Talk about confirmatory conduct. This is sectarianism and programmatic
desiccation incarnate.
While
I’m unabashedly biased, I can’t help think how much this contrasts
with the Right, which integrates historical grounding with philosophical
reflection to generate a policy-minded eclecticism. When Reed writes
that “Contemporary academic norms regard obvious political engagement…as
inconsistent with scholarly distance and integrity,” libertarian-paleoconservative
counterexample upon counterexample comes to mind: William L. Anderson’s
analysis of voucher-ism (“Trouble with Vouchers”), William Marina’s
condemnation of Florida’s War on Citrus Trees (“Cankerous
Interests and Trade Laws: When Will We Stop the Cankercaust?”),
Donald Livingston’s directorship of the League of the South Institute
for the Study of Southern History and Culture.

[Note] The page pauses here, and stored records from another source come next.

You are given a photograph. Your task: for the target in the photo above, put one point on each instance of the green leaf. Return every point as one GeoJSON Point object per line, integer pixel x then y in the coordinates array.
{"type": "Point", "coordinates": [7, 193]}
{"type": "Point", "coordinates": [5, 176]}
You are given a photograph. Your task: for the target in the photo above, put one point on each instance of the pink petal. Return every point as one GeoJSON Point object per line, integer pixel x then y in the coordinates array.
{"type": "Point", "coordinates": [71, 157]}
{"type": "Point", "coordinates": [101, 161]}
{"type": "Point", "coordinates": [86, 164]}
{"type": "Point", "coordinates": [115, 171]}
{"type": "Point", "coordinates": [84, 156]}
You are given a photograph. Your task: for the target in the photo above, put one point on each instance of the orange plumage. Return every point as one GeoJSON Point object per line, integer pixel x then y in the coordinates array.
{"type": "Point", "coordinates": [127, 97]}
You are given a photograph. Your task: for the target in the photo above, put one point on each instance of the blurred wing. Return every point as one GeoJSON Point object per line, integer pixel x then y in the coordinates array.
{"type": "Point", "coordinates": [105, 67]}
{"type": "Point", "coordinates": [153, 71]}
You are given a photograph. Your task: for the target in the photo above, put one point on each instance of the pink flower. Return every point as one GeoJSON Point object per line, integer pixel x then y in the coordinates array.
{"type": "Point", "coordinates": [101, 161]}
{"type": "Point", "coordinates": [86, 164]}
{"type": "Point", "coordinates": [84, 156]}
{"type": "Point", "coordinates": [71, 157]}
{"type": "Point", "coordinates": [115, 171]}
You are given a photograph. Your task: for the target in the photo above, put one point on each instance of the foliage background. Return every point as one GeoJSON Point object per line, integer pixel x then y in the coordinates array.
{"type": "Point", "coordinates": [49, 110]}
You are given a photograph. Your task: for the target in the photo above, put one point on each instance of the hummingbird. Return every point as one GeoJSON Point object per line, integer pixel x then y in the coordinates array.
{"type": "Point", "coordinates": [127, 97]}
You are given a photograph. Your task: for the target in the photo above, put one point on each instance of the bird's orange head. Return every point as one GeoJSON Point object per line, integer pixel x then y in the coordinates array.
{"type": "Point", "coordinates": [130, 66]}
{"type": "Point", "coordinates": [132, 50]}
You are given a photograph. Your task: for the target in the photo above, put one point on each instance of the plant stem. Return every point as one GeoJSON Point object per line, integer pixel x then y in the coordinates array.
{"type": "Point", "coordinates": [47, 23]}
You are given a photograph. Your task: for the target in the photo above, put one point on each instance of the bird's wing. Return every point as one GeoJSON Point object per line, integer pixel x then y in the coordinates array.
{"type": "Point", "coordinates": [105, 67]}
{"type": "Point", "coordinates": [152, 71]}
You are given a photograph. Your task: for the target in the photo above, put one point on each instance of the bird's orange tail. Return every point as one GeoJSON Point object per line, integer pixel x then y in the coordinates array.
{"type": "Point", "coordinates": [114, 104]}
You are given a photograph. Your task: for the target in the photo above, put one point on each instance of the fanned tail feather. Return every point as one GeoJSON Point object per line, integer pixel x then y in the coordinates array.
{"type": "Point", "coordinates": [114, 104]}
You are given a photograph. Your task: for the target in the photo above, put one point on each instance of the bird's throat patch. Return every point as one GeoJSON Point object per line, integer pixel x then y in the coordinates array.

The list of vocal
academic devolutionists goes on and on.
Whether
in opposing the War on Drugs and the antidiscrimination apparatus
or debating immigration policy and secession, the Right is deeply
issue-oriented and repudiates insular discourse. Of course, our
identity derives from particular premises and we enjoy flexing our
theoretical limbs, but our cause is not and must not ever be so
much rarefied rigidity. The day we divorce our conceptions from
applicative concern is the day we enter obsolescence.
So
on this first year of a fresh century, let us resolve to maintain
and magnify our efforts, mindful that quietism’s convenience is
longevity’s demise. Let us act on that great Horatian imperative,
“Nil desperandum.” Never despair.
December
28, 2000
Myles
Kantor lives in Boynton Beach, Florida.